I organised a tour and was surprised when a motor scooter rider picked me up. While protesting that I was joining a tour bus and asking for a helmet he was already away weaving through the streets with me hanging on the back. When there was no road space we mounted the pavement and when that run out we darted through the alleys.
He finally dropped me off to wait for the tour bus. I found out the bus journey was two hours to Cu Chi mainly because of the insane traffic. Fortunately the lady who sat next to me chatted all the way which passed the time. She was a Canadian citizen from Toronto, born in the Philippines.
We learnt that the tunnels were started in the late 1940’s. The Viet Minh built the first dugouts and tunnels during the war against the French. The excavations were used mostly for communication between villages and to evade French army patrols of the area. When the VC’s National Liberation Front (NLF) insurgency began around 1960, the old Viet Minh tunnels were repaired and new extensions were excavated. Within a few years most of Cu Chi district and the nearby area came under VC control. In addition Cu Chi was used as a base for infiltrating intelligence agents and sabotage teams into Saigon. The attacks in the South Vietnamese capital during the 1968 Tet Offensive were planned and launched from Cu Chi.
We experienced one entry trapdoor that was original. I couldn’t enter with my hands by my side, they had to be above my head.
When the trap door was replaced as they used to do above their heads the leaf covering made it impossible for the enemy to detect.
The ventilation for the tunnels was cleverly concealed by fake termite mounds as there are many real ones in the area.
The tunnels at their peak covered 250 km some at several levels, they extended into Cambodia. They had kitchens, community areas and workshops in the tunnel complex.
The Americans were camped above the tunnels but couldn’t find them. They tried a bombing campaign, then napalm and then a defoliant but the Vietcong guerrillas just stayed put underground. They set all sorts of previously used animal traps to catch the American troops unawares. Most involved landing on barbed spikes laced with poison.
We were shown the sandals that the VC used which were made from car tyres for the sole and inner tubes for the straps. They had straps on both sides of the sandal so they could set a trap and then walk away making the footprints look they were walking towards the trap. Fiendishly clever I thought.
When the Americans failed to find the tunnels they took in German Shepherd dogs to sniff out the VC. They responded by using American soap to wash with and leaving captured American soldier uniforms above the ground to throw the dogs of the scent.
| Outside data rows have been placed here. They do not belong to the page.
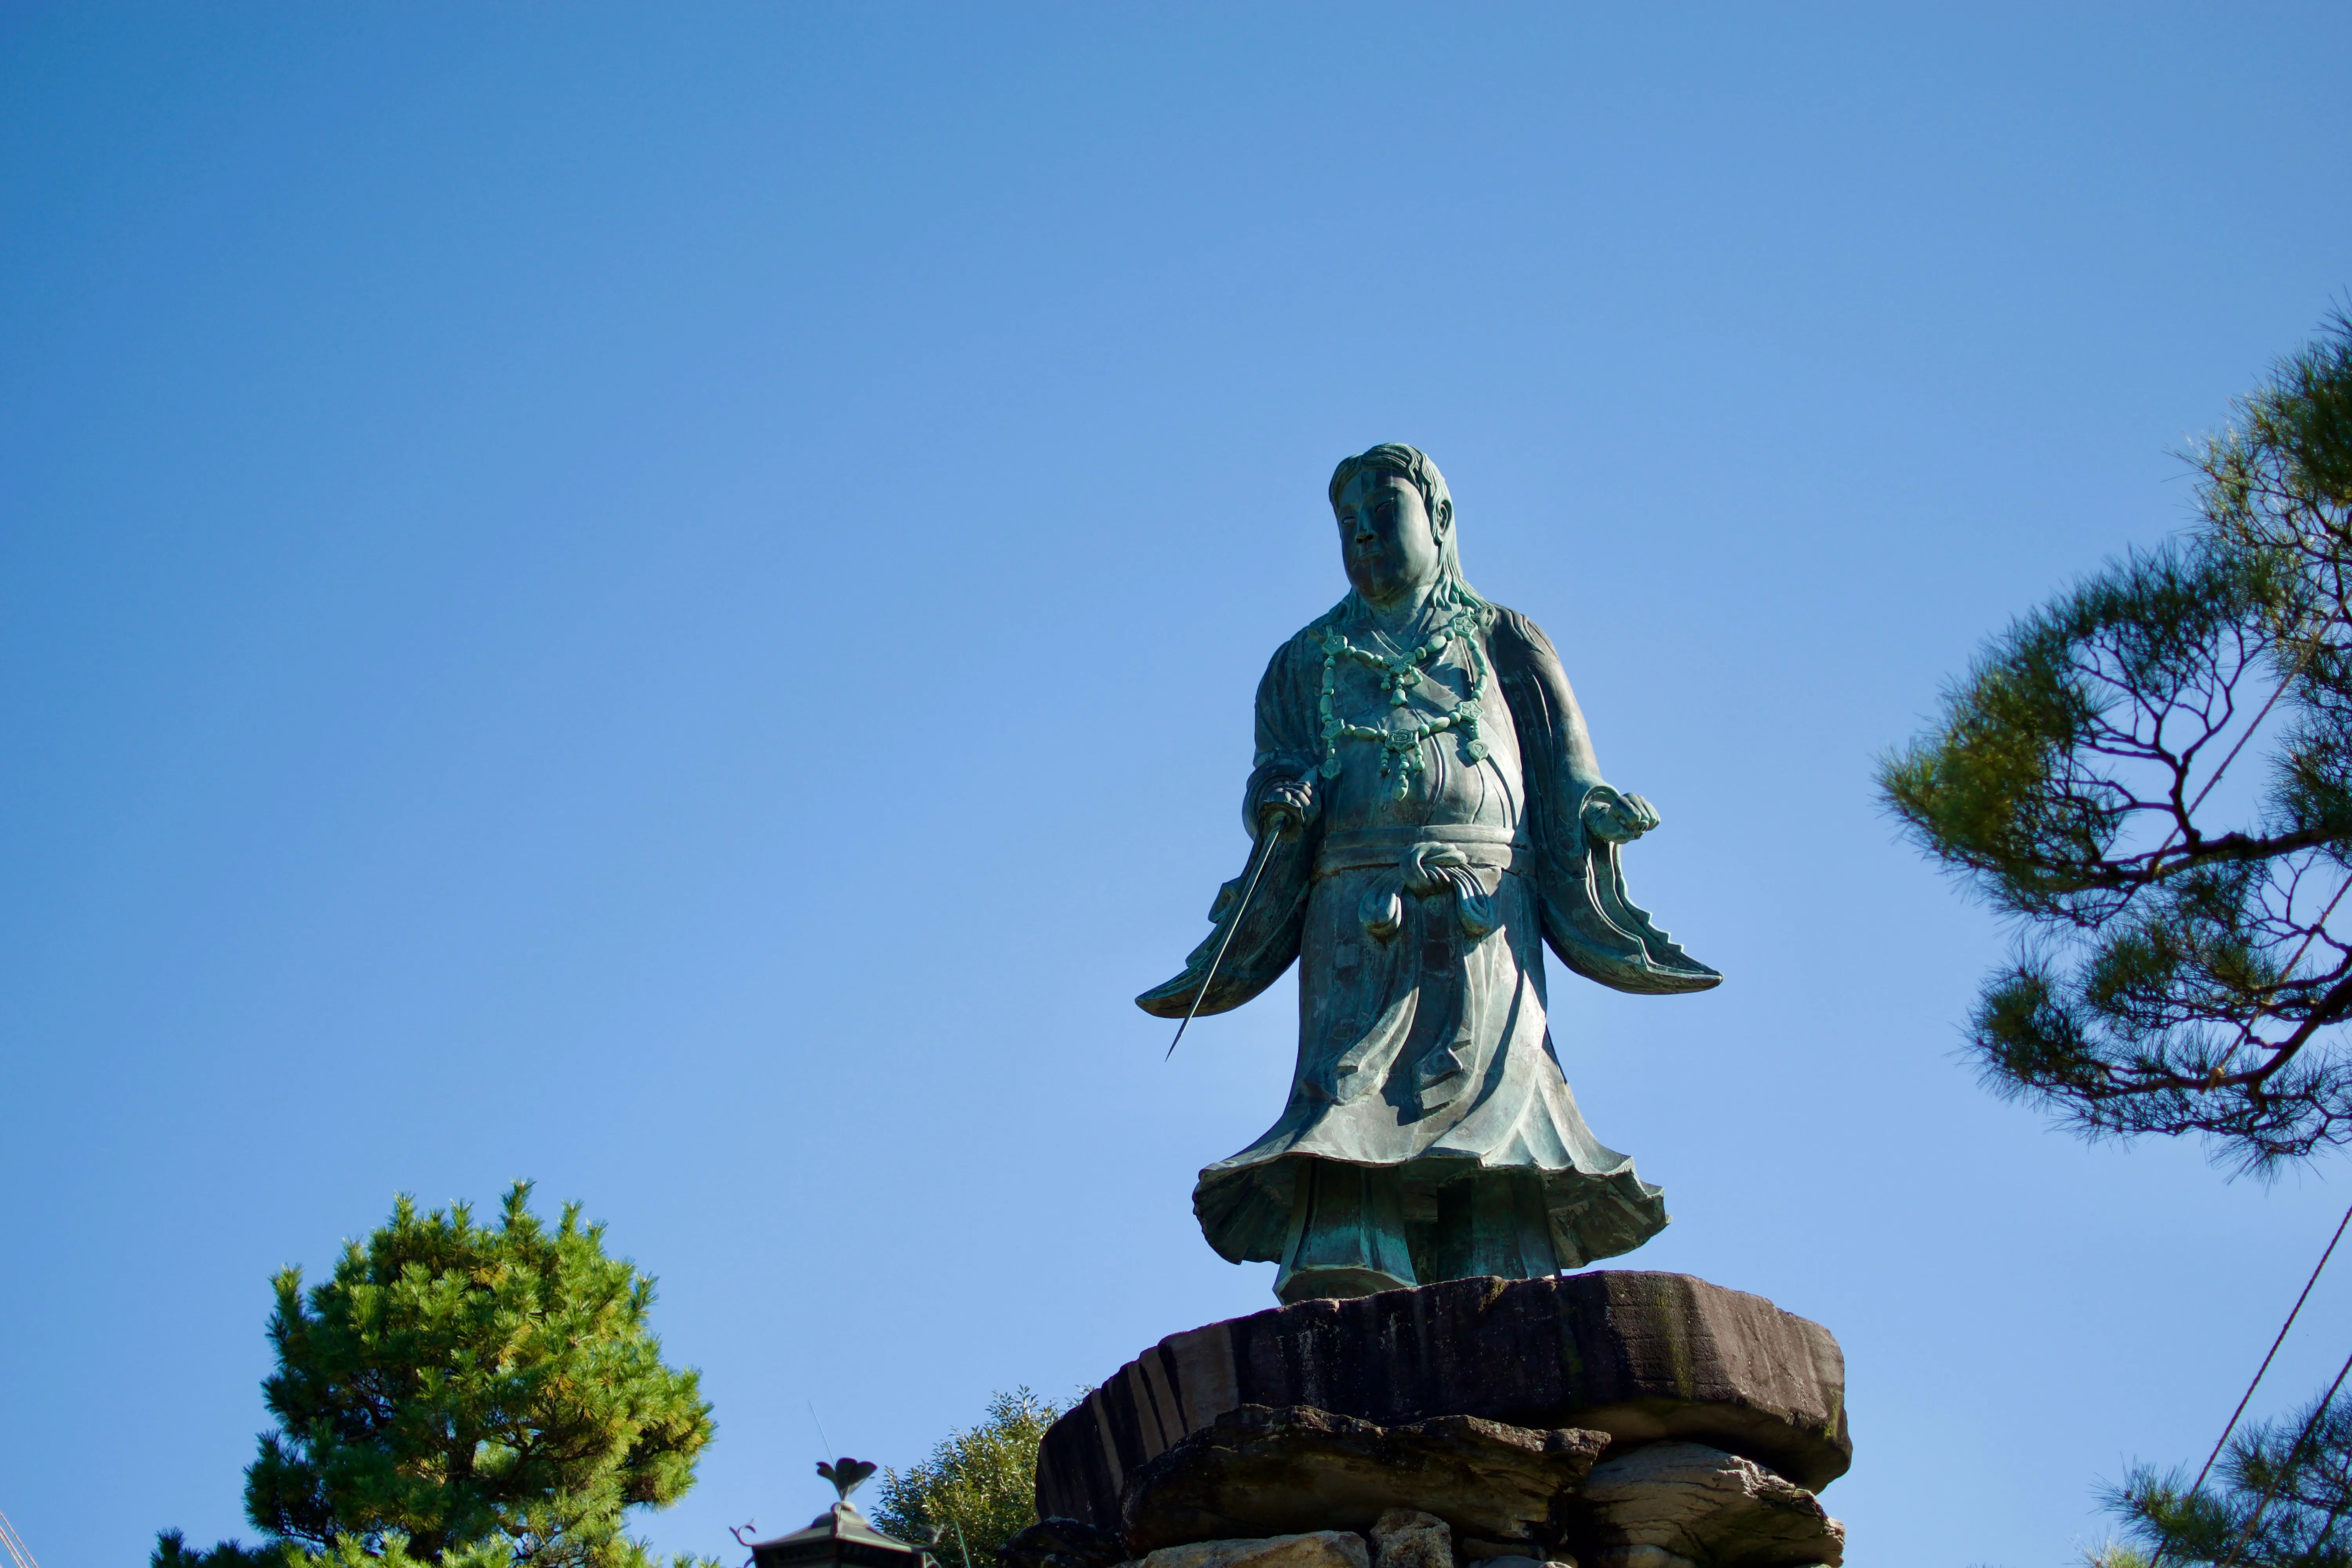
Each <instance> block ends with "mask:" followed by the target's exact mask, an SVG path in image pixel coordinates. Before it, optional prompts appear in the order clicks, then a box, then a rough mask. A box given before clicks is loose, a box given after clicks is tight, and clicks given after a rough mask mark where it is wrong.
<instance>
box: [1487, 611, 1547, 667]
mask: <svg viewBox="0 0 2352 1568" xmlns="http://www.w3.org/2000/svg"><path fill="white" fill-rule="evenodd" d="M1491 609H1494V618H1491V623H1489V625H1486V649H1489V651H1491V654H1494V656H1498V658H1559V654H1555V651H1552V639H1550V637H1545V635H1543V628H1541V625H1536V623H1534V621H1529V618H1526V616H1522V614H1519V611H1515V609H1510V607H1505V604H1494V607H1491Z"/></svg>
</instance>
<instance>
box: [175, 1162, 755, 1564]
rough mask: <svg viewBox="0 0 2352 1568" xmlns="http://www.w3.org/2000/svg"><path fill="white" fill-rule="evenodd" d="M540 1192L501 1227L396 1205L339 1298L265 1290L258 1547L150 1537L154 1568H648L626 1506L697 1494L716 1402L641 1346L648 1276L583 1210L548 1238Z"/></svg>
mask: <svg viewBox="0 0 2352 1568" xmlns="http://www.w3.org/2000/svg"><path fill="white" fill-rule="evenodd" d="M529 1194H532V1187H529V1182H515V1187H513V1190H510V1192H508V1194H506V1204H503V1215H501V1222H499V1227H496V1229H489V1227H477V1225H473V1213H470V1208H468V1206H463V1204H456V1206H452V1208H449V1211H447V1213H442V1211H433V1213H430V1215H419V1213H416V1204H414V1201H412V1199H407V1197H400V1199H397V1201H395V1206H393V1220H390V1225H386V1227H383V1229H379V1232H374V1234H372V1237H369V1239H367V1244H365V1246H360V1244H346V1248H343V1258H341V1262H339V1265H336V1269H334V1276H332V1279H329V1281H327V1284H320V1286H315V1288H313V1291H308V1295H306V1293H303V1284H301V1269H292V1267H289V1269H282V1272H280V1274H278V1279H275V1293H278V1307H275V1312H273V1314H270V1326H268V1335H270V1345H273V1349H275V1352H278V1371H273V1373H270V1378H268V1380H266V1382H263V1385H261V1389H263V1403H266V1406H268V1413H270V1415H273V1418H275V1420H278V1429H275V1432H266V1434H261V1453H259V1458H256V1460H254V1462H252V1465H249V1467H247V1472H245V1514H247V1519H252V1523H254V1526H256V1528H261V1530H263V1533H266V1535H268V1542H266V1544H263V1547H259V1549H245V1547H238V1544H233V1542H223V1544H221V1547H216V1549H214V1552H191V1549H188V1547H186V1544H183V1540H181V1537H179V1533H176V1530H174V1533H165V1535H162V1537H160V1540H158V1552H155V1568H235V1566H238V1563H259V1561H268V1563H301V1561H310V1563H318V1566H320V1568H327V1566H329V1563H334V1566H341V1563H348V1561H353V1559H355V1556H365V1559H367V1561H374V1563H381V1566H386V1568H400V1563H405V1561H407V1559H419V1561H423V1563H430V1561H435V1559H440V1561H442V1563H445V1566H447V1568H459V1563H463V1568H644V1563H647V1556H644V1549H642V1544H640V1542H633V1540H628V1537H626V1535H623V1533H621V1514H623V1509H630V1507H663V1505H668V1502H675V1500H677V1497H680V1495H684V1490H687V1488H689V1486H691V1483H694V1460H696V1455H699V1453H701V1448H703V1443H708V1441H710V1432H713V1427H710V1406H708V1403H703V1399H701V1394H699V1380H696V1373H694V1371H673V1368H668V1366H663V1361H661V1342H659V1340H656V1338H654V1335H652V1333H649V1331H647V1326H644V1319H647V1309H649V1307H652V1302H654V1281H652V1279H649V1276H647V1274H640V1272H637V1269H635V1267H633V1265H630V1262H628V1260H621V1258H607V1255H604V1227H602V1225H581V1220H579V1204H569V1206H564V1213H562V1220H560V1222H557V1225H555V1229H548V1227H546V1225H541V1222H539V1218H536V1215H534V1213H532V1211H529Z"/></svg>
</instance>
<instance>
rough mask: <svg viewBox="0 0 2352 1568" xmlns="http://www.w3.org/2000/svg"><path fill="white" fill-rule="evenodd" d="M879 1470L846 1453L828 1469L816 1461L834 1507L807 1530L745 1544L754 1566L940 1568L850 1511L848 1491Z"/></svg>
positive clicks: (893, 1535) (793, 1532)
mask: <svg viewBox="0 0 2352 1568" xmlns="http://www.w3.org/2000/svg"><path fill="white" fill-rule="evenodd" d="M875 1469H880V1465H873V1462H868V1460H851V1458H847V1455H842V1458H840V1460H833V1462H830V1465H828V1462H823V1460H818V1462H816V1474H821V1476H823V1479H826V1481H830V1483H833V1493H835V1497H837V1500H835V1505H833V1507H830V1509H826V1512H823V1514H818V1516H816V1519H811V1521H809V1528H807V1530H793V1533H790V1535H779V1537H776V1540H753V1542H746V1544H748V1547H750V1568H936V1563H934V1559H931V1554H929V1552H924V1549H922V1547H915V1544H908V1542H903V1540H898V1537H896V1535H884V1533H882V1530H877V1528H873V1523H868V1521H866V1516H863V1514H858V1512H856V1507H851V1502H849V1493H854V1490H856V1488H858V1486H861V1483H863V1481H866V1476H870V1474H875ZM736 1540H741V1535H739V1537H736Z"/></svg>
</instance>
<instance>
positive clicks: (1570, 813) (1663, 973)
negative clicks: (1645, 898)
mask: <svg viewBox="0 0 2352 1568" xmlns="http://www.w3.org/2000/svg"><path fill="white" fill-rule="evenodd" d="M1486 654H1489V658H1491V661H1494V670H1496V679H1498V682H1501V686H1503V701H1505V703H1508V705H1510V722H1512V726H1515V729H1517V731H1519V766H1522V769H1524V776H1526V797H1529V827H1531V835H1534V839H1536V886H1538V893H1541V905H1543V940H1545V943H1548V945H1550V947H1552V952H1555V954H1557V957H1559V961H1562V964H1566V966H1569V969H1573V971H1576V973H1581V976H1585V978H1588V980H1599V983H1602V985H1609V987H1611V990H1623V992H1693V990H1708V987H1712V985H1722V978H1724V976H1722V973H1719V971H1715V969H1708V966H1705V964H1700V961H1698V959H1693V957H1691V954H1686V952H1684V950H1682V945H1679V943H1675V940H1672V938H1670V936H1668V933H1665V931H1661V929H1658V924H1656V922H1651V917H1649V910H1644V907H1642V905H1637V903H1635V900H1632V898H1630V896H1628V893H1625V867H1623V856H1621V849H1623V846H1618V844H1604V842H1602V839H1595V837H1592V835H1588V832H1585V797H1588V795H1590V792H1592V788H1595V785H1599V783H1602V771H1599V762H1595V757H1592V736H1590V731H1585V715H1583V712H1581V710H1578V708H1576V693H1573V691H1571V689H1569V675H1566V670H1562V668H1559V654H1555V651H1552V642H1550V637H1545V635H1543V630H1541V628H1536V623H1534V621H1529V618H1526V616H1522V614H1517V611H1510V609H1505V611H1498V614H1496V623H1494V628H1491V630H1489V637H1486Z"/></svg>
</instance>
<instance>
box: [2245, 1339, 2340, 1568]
mask: <svg viewBox="0 0 2352 1568" xmlns="http://www.w3.org/2000/svg"><path fill="white" fill-rule="evenodd" d="M2347 1375H2352V1356H2345V1363H2343V1368H2340V1371H2338V1373H2336V1382H2331V1385H2328V1392H2326V1396H2324V1399H2321V1401H2319V1403H2317V1406H2312V1418H2310V1420H2307V1422H2303V1432H2298V1434H2296V1446H2293V1448H2288V1450H2286V1460H2284V1462H2281V1465H2279V1469H2277V1472H2274V1474H2272V1476H2270V1486H2265V1488H2263V1495H2260V1497H2256V1500H2253V1512H2251V1514H2246V1528H2244V1530H2239V1533H2237V1540H2234V1542H2230V1556H2225V1559H2220V1568H2234V1566H2237V1554H2239V1552H2244V1549H2246V1542H2249V1540H2253V1528H2256V1526H2258V1523H2263V1509H2267V1507H2270V1497H2272V1493H2277V1490H2279V1481H2284V1479H2286V1472H2291V1469H2293V1467H2296V1455H2298V1453H2303V1446H2305V1443H2307V1441H2312V1432H2317V1429H2319V1420H2321V1418H2324V1415H2326V1413H2328V1406H2333V1403H2336V1389H2340V1387H2343V1385H2345V1378H2347Z"/></svg>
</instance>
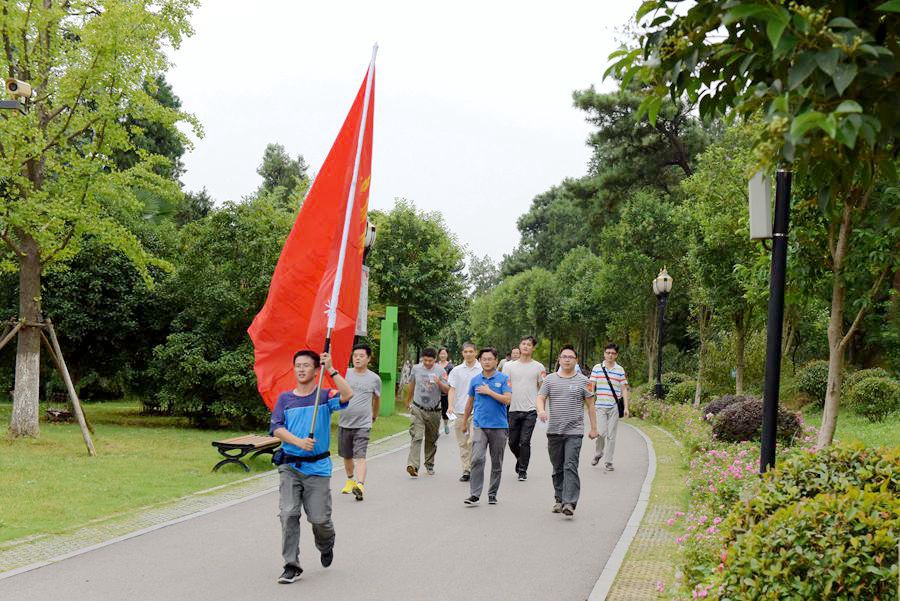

When dogs started to be victims of the booby traps the handlers refused to send them in and slightly built American ‘tunnel rats’ took over with many casualties incurred.
We went into a 100 metre section of tunnel that had been enlarged for tourists. It was still confined, dimly lit, oppressively hot and airless. After stooping and sometimes crawling for 60 metres I had to take the early exit to surface.
After we surfaced we were offered Cassava . A plant like sweet potato that tapioca is derived from. It was a staple of the VC while they were underground and the guide was demonstrating the hardship they went through eating this. I think I disappointed him by enjoying it and asking for more.
The final part of the experience which I declined was firing a AK47 or M16 with live ammunition into a firing range. I had heard the shots in the distance and it felt like the war was still going on.